Court dismisses longstanding CBA class actions over continuous disclosure

Court dismisses longstanding CBA class actions over continuous disclosure

After more than six years of legal proceedings alleging Australia's largest bank breached listing requirements and misled investors by not revealing its known lack of compliance with anti-money laundering and terrorism financing rules, two class actions against the Commonwealth Bank (ASX: CBA) have been dismissed by a Federal Court. 

The class actions centred around an announcement from Australia's anti-money laundering authority on 3 August 2017 that it had filed proceedings against CBA alleging "serious and systemic non-compliance" with the Anti-Money Laundering and Counter-Terrorism Financing Act.

CBA refuted the allegations, which included non-compliance with the rules in how it monitored hundreds of thousands of transactions over three years, failed to provide the regulator with more than 50,000 reports on transactions of $10,000 made through intelligent deposit machines.

The revelation of these proceedings from the the Australian Transaction Reports and Analysis Centre (AUSTRAC) forced CBA to make its own announcement, and its shares fell by 5.4 per cent to $80.11 between 4-7 August of that year.

Eventually CBA agreed to pay $700 million in civil penalties to the regulator over the matter.

According to Justice David Yates from the Federal Court of NSW, whilst the class actions dismissed today concern events and circumstances that, in part, gave rise to the civil penalty proceeding, they involve "markedly different questions of legal liability".

The class actions, filed separately by Maurice Blackburn Lawyers in October 2017 and Phi Finney McDonald in July 2018 before a joint litigation approach was approved the following year, were made on behalf of aggrieved shareholders who had purchased CBA shares mid-2014 and the day of the AUSTRAC announcement. 

The applicants alleged CBA breached its obligations of continuous disclosure under the Corporations Act as it was aware or should have been aware of the regulator's non-compliance concerns much earlier.

"They allege, further, that, had this information (or a combination of it) been disclosed, it would have had a material effect on the market price of CBA shares," Justice Yates said in the judgment.

"Relatedly, the applicants allege that, throughout the relevant period, the bank engaged in misleading or deceptive conduct on a continuous basis by publishing, and failing to correct or modify, various representations."

The applicants contended that the bank misrepresented itself by giving the impression it had effective policies, procedures and systems in place to ensure compliance, when in fact it did not.

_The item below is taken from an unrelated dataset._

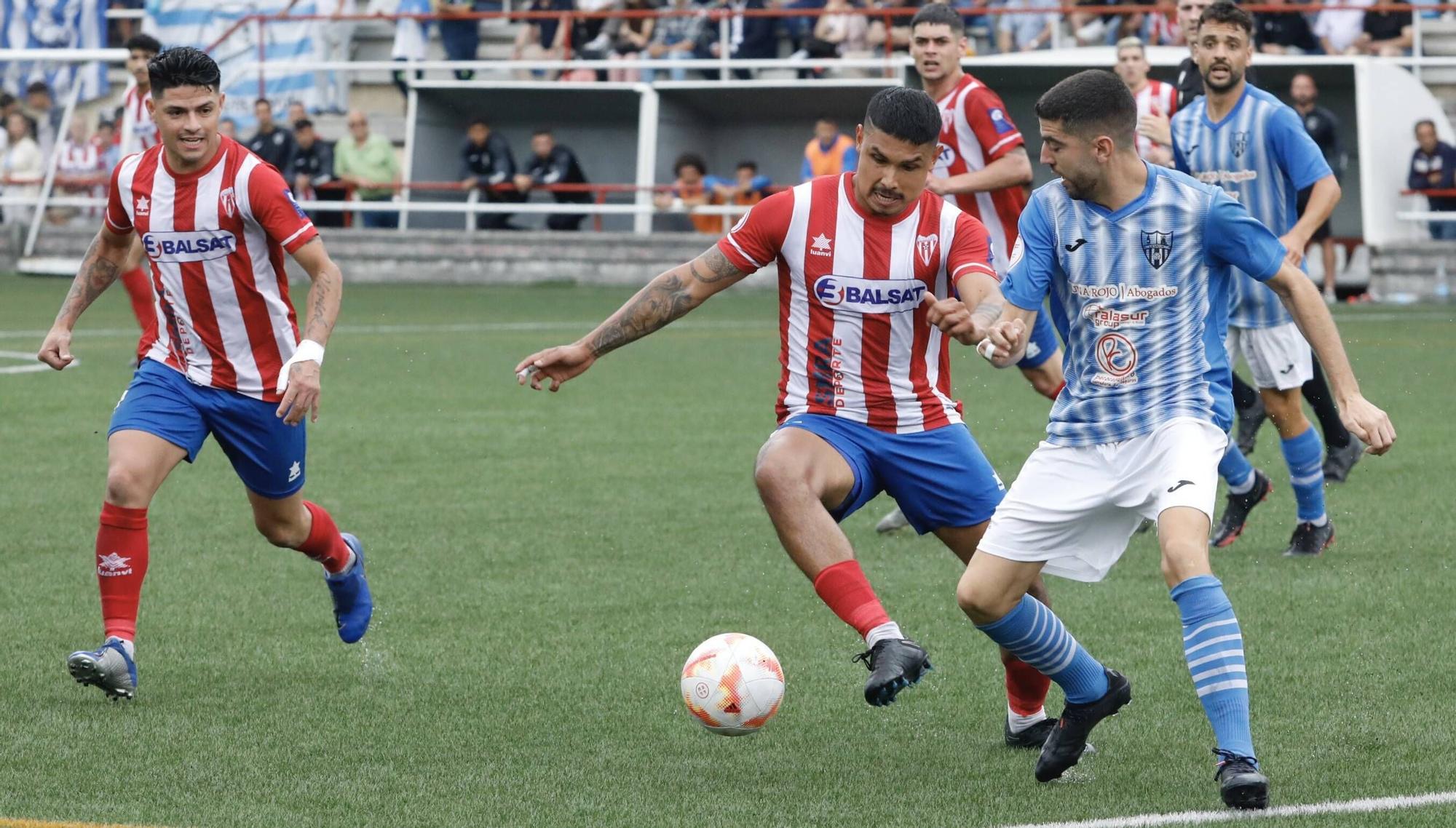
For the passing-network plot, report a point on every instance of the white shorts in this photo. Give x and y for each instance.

They also alleged a defective cleansing notice was issued without the appropriate corrections when the bank made a pro-rata renounceable entitlement offer of new CBA shares in September and October 2015 to raise $5 billion in capital.

"The applicants allege that, because the Bank did not comply with its continuous disclosure obligations as it should have done, or because the Bank engaged in misleading or deceptive conduct, or because the Bank issued and did not correct the allegedly defective cleansing notice, CBA shares traded on the ASX at an artificially inflated price," Justice Yates said.

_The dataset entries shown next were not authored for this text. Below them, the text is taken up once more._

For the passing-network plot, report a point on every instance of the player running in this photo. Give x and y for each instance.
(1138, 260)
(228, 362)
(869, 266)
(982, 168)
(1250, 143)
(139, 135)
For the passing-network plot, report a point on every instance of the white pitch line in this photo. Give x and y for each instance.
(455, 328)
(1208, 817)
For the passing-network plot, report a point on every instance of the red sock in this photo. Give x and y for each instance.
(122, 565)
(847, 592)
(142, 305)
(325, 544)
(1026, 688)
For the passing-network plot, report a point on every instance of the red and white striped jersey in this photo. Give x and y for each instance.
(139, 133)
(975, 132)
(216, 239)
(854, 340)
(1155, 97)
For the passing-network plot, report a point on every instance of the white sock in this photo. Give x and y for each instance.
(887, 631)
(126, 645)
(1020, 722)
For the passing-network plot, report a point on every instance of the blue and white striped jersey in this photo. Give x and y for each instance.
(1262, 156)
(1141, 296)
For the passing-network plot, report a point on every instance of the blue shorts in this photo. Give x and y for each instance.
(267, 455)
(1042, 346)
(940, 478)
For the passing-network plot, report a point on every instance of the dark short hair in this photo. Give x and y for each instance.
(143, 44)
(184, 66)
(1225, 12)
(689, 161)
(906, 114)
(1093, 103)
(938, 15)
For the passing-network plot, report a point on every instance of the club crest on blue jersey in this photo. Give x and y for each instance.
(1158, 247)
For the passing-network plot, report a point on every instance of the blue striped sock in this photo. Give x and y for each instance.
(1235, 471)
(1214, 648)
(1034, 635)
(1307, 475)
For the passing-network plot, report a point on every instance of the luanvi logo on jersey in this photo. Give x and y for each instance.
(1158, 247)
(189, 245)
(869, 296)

"They contend that they acquired CBA shares in that inflated market and, as a consequence, paid too much for them. They seek to recover, by way of damages, the amount of that inflation or an amount referable to that inflation."

The judge said he was satisfied that CBA was aware of some of the non-compliance information that the class action relates to, but found "a number of deficiencies in the pleaded expression" of some information.

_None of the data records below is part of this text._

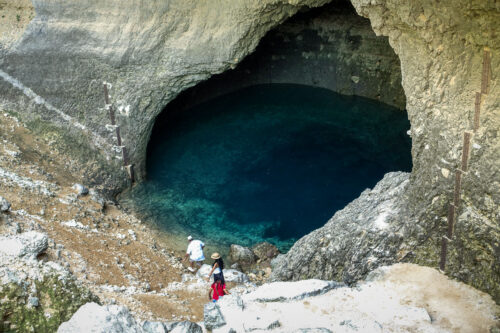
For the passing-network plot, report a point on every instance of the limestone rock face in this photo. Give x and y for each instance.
(4, 205)
(242, 255)
(397, 298)
(441, 47)
(367, 233)
(147, 52)
(29, 244)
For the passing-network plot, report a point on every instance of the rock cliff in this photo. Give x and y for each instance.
(442, 48)
(151, 52)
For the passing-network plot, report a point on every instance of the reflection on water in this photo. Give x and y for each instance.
(269, 162)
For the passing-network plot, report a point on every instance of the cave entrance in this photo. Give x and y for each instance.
(270, 150)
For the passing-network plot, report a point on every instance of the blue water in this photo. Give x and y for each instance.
(269, 162)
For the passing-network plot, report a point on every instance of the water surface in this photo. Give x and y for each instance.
(269, 162)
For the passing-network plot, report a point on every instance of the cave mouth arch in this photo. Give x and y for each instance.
(288, 65)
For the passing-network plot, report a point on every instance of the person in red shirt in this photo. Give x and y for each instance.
(217, 290)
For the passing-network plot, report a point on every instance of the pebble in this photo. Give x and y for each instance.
(4, 205)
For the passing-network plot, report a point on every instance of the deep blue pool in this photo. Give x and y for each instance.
(269, 162)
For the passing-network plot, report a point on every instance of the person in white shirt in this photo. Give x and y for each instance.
(195, 253)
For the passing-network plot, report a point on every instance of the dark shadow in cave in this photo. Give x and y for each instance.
(261, 152)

"Those deficiencies are such that I am not satisfied that r 3.1 of the ASX Listing Rules required the Bank to disclose that information to the ASX in any of its pleaded forms," he said.

This section is in reference to the rule dictating a listed company must immediately tell the market operator of information "that a reasonable person would expect to have a material effect on the price or value" of securities, provided that disclosure does not breach the law, is not incomplete, or relates to matters of supposition or is insufficiently definite to warrant disclosure.

"Furthermore, and in any event, I am not satisfied that the information, in any of its pleaded forms, was information that, if disclosed at the relevantly pleaded times, would, or would be likely to, influence persons who commonly invest in securities in deciding whether to acquire or dispose of CBA shares. "

The judge said these conclusions meant the litigators have not established that CBA contravened the Corporations Act, and the same goes in relation to allegations of misrepresentations.

"Even if the applicants had established their various allegations of statutory contravention by the bank, I would not have found that they had established their case on the causation of loss arising from those contraventions, or the quantification of that loss.

"It follows that the proceedings will be dismissed."

A spokesperson for Maurice Blackburn said the "legal team will take time to consider the decision carefully, with a view to an appeal".

Omni Bridgeway (ASX: OBL), formerly known as IMF Bentham and the funder of Maurice Blackburn's class action against the bank, said in an announcement that there was no cash impact from any adverse costs arising from the judgment which are subject to the portfolio adverse costs insurance policy carried by the funds concerned.

The $7.5 million deductible under the policy has previously been paid.

The funds it represented invested $9.6 million in CBA and sold a 20 per cent interest in June 2022 for $7.5 million, resulting in a $2.1 net cash loss from the investment.